Iraq's major political parties, representing Iraqi Shiites, Sunnis, Kurds, and others, are working to form a new government. They have been trying to reach a consensus since parliamentary elections were held in December 2005.
U.S. Secretary of State Condoleezza Rice says, "All too often in the past, Iraq's different groups settled their differences through violence and coercion. Now" she says "they're trying to do something completely different":
"They're trying to do it through politics and compromise. And for the first time in their history, Iraqis are wrestling with the idea of democracy, the idea that one person's gain does not have to come at the expense of others."
"Democracy in Iraq," says Ms. Rice "is difficult because it faces determined and ruthless enemies, enemies that seek to provoke civil strife by exacerbating Iraq's divisions":
"In the face of this overwhelming adversity, the vast majority of Iraqis are sending a clear message that they wish to live together in peace and freedom. Millions of Iraqis braved the threat of violence to vote, not once, not twice, but three times, each time in greater numbers and with greater representation of all Iraqis."
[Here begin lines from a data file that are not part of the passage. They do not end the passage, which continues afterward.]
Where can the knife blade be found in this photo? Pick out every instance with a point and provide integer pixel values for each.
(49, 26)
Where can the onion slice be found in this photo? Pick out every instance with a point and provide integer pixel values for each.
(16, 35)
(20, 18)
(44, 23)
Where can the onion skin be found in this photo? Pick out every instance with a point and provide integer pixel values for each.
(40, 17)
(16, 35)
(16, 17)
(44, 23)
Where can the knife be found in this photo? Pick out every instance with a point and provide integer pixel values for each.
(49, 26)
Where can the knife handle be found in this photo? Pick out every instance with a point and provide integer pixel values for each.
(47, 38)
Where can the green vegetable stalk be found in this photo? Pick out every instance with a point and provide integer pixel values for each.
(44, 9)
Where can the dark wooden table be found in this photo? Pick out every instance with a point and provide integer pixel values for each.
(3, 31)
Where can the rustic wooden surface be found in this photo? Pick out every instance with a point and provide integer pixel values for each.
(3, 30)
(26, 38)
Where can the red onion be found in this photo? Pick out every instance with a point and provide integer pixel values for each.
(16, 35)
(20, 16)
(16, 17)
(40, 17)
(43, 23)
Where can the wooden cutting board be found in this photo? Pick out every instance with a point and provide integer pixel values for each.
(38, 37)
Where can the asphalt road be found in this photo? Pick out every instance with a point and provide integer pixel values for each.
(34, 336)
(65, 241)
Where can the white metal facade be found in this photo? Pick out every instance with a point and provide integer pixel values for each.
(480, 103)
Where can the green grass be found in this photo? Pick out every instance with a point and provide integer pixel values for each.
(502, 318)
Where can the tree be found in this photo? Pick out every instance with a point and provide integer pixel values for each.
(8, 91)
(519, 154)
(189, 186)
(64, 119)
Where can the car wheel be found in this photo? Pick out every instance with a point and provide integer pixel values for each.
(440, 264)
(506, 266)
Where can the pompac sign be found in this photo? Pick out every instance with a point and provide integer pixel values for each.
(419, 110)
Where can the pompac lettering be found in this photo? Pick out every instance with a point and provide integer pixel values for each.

Secretary of State Rice says "The citizens of Iraq want a government. And they now have the freedom to express their frustration with those elected leaders that have not yet given them one":
"But in fairness to Iraq's elected leaders, it is important for us to understand that the process of forming a government is difficult and time-consuming because Iraqi's have set the bar very high. They want a government of national unity, one that is agreeable to all of Iraq's many different factions. But that's not all. Iraqis also want their unity government to be strong. They want it to be effective."
President George W. Bush says "When Iraqis have a democratic government in place, it will be a major victory for the cause of freedom. It will be a major defeat for the terrorists' aspirations to dominate the region and advance their hateful vision." "A free Iraq," he says "will show the power of liberty to change the world."
The preceding was an editorial reflecting the views of the United States Government.